In the next clock cycle, the value of PC_sel is PC_HALT. What happened? There wasn’t a halt instruction! This is a feature of our control unit, and allows our single cycle processor to function with a memory latency of more than one clock cycle. The signal i_hit goes high only if the data coming from memory is valid. The PC_HALT just tells the program counter not to advance, because the instruction hasn’t arrived yet.

A few more clock cycles progress as we wait for the memory to return the next instruction. Finally it arrives, it’s still BEQ but this time zero is high! The CPU should take the branch! PC_sel takes the value Branch and the program counter will use the value encoded in the instruction to calculate the destination address.

A glimpse of the testbench code

So, we’ve seen a simulation of a module in action, let’s look at some of the code that drove the inputs. Remember, we’re simulating the control module in isolation. We’ve used Verilog tasks (very similar to functions) to implement our testbench, so each one of these test cases is a single line of code!

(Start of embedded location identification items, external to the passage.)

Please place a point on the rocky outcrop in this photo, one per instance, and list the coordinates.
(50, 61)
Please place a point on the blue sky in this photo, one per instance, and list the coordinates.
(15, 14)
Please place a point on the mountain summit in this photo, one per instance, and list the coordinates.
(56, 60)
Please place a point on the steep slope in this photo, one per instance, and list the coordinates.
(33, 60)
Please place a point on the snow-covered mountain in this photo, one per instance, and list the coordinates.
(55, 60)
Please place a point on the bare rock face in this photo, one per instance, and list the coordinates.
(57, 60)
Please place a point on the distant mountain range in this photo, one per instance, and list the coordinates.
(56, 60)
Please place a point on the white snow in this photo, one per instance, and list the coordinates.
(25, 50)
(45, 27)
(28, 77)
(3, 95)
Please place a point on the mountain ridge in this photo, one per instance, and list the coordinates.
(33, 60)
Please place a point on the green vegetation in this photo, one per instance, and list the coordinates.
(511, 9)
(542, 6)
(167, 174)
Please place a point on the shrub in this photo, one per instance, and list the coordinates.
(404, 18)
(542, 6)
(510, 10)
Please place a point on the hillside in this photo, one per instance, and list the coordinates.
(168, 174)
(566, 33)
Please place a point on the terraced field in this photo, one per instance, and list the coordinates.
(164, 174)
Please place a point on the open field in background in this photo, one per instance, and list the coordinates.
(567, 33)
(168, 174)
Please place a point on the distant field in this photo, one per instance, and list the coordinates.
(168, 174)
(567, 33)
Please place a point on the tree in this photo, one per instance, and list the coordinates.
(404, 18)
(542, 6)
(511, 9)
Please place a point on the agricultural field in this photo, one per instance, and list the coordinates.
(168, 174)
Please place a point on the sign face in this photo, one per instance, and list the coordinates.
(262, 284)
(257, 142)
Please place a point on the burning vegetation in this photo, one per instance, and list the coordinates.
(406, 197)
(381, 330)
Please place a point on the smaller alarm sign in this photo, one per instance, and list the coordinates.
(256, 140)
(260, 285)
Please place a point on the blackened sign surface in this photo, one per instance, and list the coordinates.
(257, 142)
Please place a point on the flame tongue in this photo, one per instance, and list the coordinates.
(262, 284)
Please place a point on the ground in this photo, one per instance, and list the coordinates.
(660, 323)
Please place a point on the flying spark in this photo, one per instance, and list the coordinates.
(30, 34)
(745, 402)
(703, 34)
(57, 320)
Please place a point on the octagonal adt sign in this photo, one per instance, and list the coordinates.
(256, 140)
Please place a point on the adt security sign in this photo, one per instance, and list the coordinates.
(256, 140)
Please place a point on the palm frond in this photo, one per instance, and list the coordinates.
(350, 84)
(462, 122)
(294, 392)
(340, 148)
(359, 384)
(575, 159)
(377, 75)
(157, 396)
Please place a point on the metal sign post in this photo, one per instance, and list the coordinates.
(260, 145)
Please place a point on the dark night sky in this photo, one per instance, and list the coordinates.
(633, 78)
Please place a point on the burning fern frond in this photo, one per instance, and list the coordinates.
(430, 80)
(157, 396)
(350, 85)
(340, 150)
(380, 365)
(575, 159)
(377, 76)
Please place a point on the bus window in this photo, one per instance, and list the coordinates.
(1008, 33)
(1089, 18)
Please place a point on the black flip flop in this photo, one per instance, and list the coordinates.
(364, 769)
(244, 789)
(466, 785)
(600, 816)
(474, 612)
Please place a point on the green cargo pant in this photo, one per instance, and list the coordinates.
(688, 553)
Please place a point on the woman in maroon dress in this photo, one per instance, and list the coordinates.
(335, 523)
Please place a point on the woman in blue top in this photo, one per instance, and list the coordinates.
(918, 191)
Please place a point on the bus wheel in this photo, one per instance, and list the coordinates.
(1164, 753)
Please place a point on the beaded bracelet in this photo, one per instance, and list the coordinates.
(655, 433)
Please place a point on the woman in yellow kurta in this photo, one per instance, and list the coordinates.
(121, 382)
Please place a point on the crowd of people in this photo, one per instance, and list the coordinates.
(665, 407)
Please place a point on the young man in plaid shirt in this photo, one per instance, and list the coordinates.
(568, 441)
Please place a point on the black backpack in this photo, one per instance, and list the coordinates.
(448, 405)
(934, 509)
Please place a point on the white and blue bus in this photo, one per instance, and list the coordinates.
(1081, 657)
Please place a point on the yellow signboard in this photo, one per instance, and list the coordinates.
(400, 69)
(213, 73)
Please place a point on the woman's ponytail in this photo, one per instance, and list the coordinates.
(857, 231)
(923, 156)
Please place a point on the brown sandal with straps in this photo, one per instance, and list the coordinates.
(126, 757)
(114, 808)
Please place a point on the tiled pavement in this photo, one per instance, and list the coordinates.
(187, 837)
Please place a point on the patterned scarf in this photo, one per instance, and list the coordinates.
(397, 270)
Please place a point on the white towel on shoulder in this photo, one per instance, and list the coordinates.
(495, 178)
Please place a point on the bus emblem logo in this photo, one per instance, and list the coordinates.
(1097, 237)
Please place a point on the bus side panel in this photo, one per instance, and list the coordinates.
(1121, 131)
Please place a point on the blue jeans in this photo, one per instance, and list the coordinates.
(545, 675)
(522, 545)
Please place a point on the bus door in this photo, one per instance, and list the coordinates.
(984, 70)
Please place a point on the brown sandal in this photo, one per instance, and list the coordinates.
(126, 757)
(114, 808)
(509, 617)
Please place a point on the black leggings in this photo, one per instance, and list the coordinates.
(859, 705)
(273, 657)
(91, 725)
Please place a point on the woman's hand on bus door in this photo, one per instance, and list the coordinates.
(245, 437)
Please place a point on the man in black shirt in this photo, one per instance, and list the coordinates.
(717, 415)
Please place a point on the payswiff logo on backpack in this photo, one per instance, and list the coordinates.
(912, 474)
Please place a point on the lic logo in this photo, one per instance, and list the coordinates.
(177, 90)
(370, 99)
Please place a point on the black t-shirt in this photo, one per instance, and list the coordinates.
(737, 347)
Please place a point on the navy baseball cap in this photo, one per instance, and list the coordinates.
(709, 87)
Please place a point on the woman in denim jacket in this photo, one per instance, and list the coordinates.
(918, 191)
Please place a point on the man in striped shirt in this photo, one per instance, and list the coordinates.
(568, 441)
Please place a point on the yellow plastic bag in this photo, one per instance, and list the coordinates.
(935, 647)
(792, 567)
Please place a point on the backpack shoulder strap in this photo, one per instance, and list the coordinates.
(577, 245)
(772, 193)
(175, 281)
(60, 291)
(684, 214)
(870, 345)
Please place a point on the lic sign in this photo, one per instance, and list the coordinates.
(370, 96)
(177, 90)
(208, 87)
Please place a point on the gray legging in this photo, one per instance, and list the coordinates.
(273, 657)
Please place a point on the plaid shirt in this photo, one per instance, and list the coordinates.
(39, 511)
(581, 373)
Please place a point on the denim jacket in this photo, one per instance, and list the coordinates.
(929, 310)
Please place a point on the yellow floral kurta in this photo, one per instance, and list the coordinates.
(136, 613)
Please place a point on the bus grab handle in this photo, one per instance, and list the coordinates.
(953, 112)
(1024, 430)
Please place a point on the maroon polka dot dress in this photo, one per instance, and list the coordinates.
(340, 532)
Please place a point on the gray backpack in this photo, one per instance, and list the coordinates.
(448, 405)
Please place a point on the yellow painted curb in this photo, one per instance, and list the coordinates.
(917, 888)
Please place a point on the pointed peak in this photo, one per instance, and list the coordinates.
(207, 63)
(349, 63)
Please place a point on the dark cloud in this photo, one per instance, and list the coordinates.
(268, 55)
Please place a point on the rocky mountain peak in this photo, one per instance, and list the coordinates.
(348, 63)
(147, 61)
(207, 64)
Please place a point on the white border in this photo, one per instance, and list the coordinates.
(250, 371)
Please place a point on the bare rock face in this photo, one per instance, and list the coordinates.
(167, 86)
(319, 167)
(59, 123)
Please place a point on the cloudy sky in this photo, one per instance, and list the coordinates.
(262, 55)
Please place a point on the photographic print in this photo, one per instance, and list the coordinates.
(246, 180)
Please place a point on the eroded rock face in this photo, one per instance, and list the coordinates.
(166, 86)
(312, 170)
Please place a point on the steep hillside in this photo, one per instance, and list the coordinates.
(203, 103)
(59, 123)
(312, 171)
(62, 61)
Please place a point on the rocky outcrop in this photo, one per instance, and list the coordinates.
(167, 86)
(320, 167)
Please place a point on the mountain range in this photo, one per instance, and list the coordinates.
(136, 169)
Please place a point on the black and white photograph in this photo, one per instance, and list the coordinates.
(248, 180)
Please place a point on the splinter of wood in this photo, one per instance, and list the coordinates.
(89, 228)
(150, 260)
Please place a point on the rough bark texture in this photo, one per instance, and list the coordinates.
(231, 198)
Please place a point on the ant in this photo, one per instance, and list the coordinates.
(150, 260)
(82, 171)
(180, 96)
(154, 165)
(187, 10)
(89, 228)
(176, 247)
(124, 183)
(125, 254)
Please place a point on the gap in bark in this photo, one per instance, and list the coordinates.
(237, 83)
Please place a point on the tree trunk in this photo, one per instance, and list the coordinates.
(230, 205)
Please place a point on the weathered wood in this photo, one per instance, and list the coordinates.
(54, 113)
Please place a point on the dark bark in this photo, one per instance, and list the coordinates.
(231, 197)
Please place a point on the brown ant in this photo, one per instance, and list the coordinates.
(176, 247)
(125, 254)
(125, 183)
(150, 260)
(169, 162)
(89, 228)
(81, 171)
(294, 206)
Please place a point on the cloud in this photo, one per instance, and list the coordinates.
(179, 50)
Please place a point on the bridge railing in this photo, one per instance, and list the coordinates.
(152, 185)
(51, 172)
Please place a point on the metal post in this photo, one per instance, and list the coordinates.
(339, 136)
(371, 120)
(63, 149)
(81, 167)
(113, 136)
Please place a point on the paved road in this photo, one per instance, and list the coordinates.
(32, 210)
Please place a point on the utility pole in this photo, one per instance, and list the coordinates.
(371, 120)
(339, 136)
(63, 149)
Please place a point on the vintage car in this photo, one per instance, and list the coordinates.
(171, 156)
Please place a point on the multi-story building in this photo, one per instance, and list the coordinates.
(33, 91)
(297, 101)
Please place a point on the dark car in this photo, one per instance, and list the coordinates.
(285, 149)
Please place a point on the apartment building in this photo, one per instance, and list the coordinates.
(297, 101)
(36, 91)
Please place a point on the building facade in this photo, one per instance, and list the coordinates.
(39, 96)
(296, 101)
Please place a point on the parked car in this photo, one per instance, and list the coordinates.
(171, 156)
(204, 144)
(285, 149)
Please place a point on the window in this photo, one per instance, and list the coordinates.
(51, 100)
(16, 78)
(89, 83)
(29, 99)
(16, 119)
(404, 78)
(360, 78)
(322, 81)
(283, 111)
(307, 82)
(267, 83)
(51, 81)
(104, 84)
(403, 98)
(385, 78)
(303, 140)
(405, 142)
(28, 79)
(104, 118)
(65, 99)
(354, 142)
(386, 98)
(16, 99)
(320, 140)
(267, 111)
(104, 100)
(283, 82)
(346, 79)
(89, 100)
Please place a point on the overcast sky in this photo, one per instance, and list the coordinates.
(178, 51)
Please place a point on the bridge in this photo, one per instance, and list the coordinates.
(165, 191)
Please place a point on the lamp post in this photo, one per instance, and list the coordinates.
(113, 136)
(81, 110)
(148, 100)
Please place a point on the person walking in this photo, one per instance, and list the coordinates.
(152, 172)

supply_inputs(1'b0, BEQ, XOR);
supply_inputs(1'b1, BEQ, XOR);

The real work happens in the supply_inputs task, which takes the module inputs as arguments and controls the actual signals supplied to the simulated control module. Notice how it doesn’t matter what the funct field of the instruction is for this particular test-case. I’ve supplied XOR, but the control module tells the ALU to subtract, this is because that subtraction is the comparison we need to branch if equal. In the completed CPU these bits would just be garbage, they would be some subset of the destination of the branch.

task supply_inputs;
  input logic zero;
  input opcode_t opcode;
  input funct_t funct;
  begin
    cuif.i_hit = 1'b0;
    for (int i = 0; i < LAT; i++)
	  @(posedge CLK);
	  
    cuif.i_hit = 1'b1;
    cuif.zero = zero;
    cuif.opcode = opcode;
    cuif.funct = funct;
     
    if (opcode == LW || opcode == SW)
      begin
        @(posedge CLK);
        cuif.i_hit = 1'b0;
        for (int i = 0; i < LAT; i++)
          @(posedge CLK);
        cuif.d_hit = 1'b1;
        @(posedge CLK);
        cuif.d_hit = 1'b0;
      end
    else
      @(posedge CLK);
	end
endtask // supply_inputs

The code above supplies inputs to the control module, but doesn’t test their outputs! This is a big oversight if we wanted to run lots of tests and be certain of this modules correctness. I wrote this particular testbench early on in my computer architecture class, and reviewed the results by hand. This particular hardware module is simple enough to make this feasible. By the time I got to writing the caches, my testbenches were validating the modules outputs on every clock cycle.